25 mai 2009
Vers l'harmonisation fiscale?
Et si la crise offrait une formidable opportunité de progresser sur la voie de l’harmonisation fiscale dans l’Union ? En effet, pour la première fois depuis longtemps, tous les pays sont confrontés à une grave récession qui les oblige à creuser leur déficit public et à s’endetter. Plus personne n’est vertueux, plus personne ne peut soupçonner les capitales favorables à une telle harmonisation de vouloir augmenter les impôts de tous pour ne pas avoir à prendre les mesures qui s’imposent pour purger leurs comptes publics.
C’est une évidence que de dire, qu’une fois la crise passée, il faudra ramener les budgets à l’équilibre et rembourser les sommes empruntées. Autant dire que l’époque du désarmement fiscal est derrière nous : les États vont certes couper dans les dépenses publiques, mais surtout augmenter les impôts tant sur les revenus, que sur les entreprises, la consommation et même les capitaux (qui auront désormais du mal à trouver un asile anonyme, effet collatéral bienvenu de la crise). Jamais dans le passé, les États n’ont eu autant intérêt à se mettre d’accord sur des bases d’imposition minimale dans l’Union afin d’éviter une concurrence fiscale qui, pour le coup, risquerait de s’avérer catastrophique à long terme. Imaginons qu’un État renonce à toute augmentation d’impôt, par crainte de voir les entreprises et les capitaux filer ailleurs. Soit, il s’engage dans la spirale de la dette, soit dans celle d’une diminution drastique des dépenses publiques. Dans les deux cas, la facture sera extrêmement lourde, soit en terme budgétaire, soit en terme de croissance.
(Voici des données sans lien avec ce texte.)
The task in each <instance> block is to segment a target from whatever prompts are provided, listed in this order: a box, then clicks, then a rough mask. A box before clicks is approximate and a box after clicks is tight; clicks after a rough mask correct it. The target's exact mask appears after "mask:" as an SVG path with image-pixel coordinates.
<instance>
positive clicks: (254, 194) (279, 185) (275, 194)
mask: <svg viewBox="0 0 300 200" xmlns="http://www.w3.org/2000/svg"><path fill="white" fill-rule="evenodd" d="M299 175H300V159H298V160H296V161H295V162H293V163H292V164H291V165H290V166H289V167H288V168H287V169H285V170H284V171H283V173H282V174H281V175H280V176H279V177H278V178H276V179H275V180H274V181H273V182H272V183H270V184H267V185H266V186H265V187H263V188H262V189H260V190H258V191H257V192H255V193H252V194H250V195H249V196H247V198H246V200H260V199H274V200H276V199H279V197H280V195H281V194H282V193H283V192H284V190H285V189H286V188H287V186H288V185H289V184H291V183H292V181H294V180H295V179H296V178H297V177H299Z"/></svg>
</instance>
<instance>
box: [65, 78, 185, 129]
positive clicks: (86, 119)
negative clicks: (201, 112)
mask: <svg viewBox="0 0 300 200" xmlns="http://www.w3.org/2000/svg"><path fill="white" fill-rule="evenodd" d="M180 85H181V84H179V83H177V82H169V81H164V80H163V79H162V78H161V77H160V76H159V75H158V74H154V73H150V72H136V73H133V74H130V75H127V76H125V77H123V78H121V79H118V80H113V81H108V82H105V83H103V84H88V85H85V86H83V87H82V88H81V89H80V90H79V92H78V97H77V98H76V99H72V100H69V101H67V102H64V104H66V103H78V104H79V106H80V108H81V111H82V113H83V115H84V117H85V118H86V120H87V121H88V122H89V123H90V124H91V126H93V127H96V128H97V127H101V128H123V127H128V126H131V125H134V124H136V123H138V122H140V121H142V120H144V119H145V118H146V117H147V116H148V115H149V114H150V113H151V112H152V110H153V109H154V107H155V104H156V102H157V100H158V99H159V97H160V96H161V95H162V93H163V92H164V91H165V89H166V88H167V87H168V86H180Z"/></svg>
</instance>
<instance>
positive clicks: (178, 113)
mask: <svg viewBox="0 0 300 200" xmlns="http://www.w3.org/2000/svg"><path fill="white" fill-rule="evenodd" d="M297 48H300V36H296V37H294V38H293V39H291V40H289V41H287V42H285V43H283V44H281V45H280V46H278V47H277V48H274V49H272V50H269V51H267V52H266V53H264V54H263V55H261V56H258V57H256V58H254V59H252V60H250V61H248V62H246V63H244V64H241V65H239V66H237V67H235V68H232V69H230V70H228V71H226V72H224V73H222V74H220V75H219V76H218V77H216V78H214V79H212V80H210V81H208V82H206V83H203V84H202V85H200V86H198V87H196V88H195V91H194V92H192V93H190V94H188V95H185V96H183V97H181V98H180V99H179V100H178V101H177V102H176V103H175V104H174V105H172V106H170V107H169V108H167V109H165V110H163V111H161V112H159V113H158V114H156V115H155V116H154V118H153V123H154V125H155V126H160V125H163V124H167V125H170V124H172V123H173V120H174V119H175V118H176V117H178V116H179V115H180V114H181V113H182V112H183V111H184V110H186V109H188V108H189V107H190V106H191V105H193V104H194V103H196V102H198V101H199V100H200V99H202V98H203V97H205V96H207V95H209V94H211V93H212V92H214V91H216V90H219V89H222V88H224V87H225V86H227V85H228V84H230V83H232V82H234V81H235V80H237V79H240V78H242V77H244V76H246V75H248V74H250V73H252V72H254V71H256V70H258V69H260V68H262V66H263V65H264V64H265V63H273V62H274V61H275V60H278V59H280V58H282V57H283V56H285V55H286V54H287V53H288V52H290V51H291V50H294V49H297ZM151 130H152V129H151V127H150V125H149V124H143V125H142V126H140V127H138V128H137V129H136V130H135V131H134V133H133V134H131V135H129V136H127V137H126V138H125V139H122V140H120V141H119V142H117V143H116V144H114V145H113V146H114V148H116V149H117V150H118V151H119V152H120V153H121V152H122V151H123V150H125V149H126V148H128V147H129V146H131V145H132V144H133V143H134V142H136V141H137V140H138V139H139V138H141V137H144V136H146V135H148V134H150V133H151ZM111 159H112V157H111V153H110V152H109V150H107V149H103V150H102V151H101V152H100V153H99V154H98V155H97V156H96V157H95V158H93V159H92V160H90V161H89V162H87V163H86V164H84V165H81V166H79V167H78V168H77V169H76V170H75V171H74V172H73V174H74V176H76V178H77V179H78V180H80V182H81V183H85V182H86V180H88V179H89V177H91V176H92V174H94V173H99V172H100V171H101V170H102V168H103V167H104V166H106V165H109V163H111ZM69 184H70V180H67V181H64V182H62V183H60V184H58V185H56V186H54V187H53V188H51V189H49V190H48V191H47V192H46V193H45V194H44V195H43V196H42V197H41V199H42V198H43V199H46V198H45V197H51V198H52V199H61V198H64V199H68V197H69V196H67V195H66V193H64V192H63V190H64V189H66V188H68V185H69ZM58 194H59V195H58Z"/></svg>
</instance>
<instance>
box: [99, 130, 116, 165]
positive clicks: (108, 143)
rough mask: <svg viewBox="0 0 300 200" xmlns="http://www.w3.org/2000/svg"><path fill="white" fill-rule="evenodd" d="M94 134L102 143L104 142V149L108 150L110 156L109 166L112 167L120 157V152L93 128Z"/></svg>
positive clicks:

Et les quelques entreprises qu’il attirera ne suffiront à éponger la note.
Dans un premier temps, il s’agirait essentiellement de se mettre d’accord sur la base imposable en matière d’impôt sur les sociétés. Car le taux n’est pas tout : est-ce un pur hasard si l’impôt sur les sociétés rapporte plus en Grande-Bretagne qu’en France (par rapport au PIB) ? Avoir une base fiscale (ce que l’on impose) étroite et un taux élevé peut être plus avantageux pour une société qu’une base fiscale étendue et des taux bas… À cette base fiscale minimale seraient appliqués des taux différents selon les États. Mais pourquoi ne pas imaginer ensuite un taux minimal afin de limiter la concurrence fiscale à l’avenir ? De même en matière de taxation des dividendes ou de revenus des dividendes. Le système, qui existe déjà pour la TVA, pourrait être resserré. Cette harmonisation pourrait se faire hors traité si certains États la refusent, comme elle s’est déjà faite dans le cadre de Schengen pour la libre circulation et la coopération policière et judiciaire.
Les Européens n’échapperont pas non plus à un débat sur l’emprunt européen. Le système pourrait être double : lancer des emprunts purement européens destinés à financer des projets européens et gérer en commun une partie du stock de dettes existantes afin d’en diminuer le coût. Une idée encore hérétique il y a quelques mois, mais à laquelle réfléchissent déjà plusieurs gouvernements. Bref, la crise pourrait permettre à l’intégration communautaire de faire un bond de géant.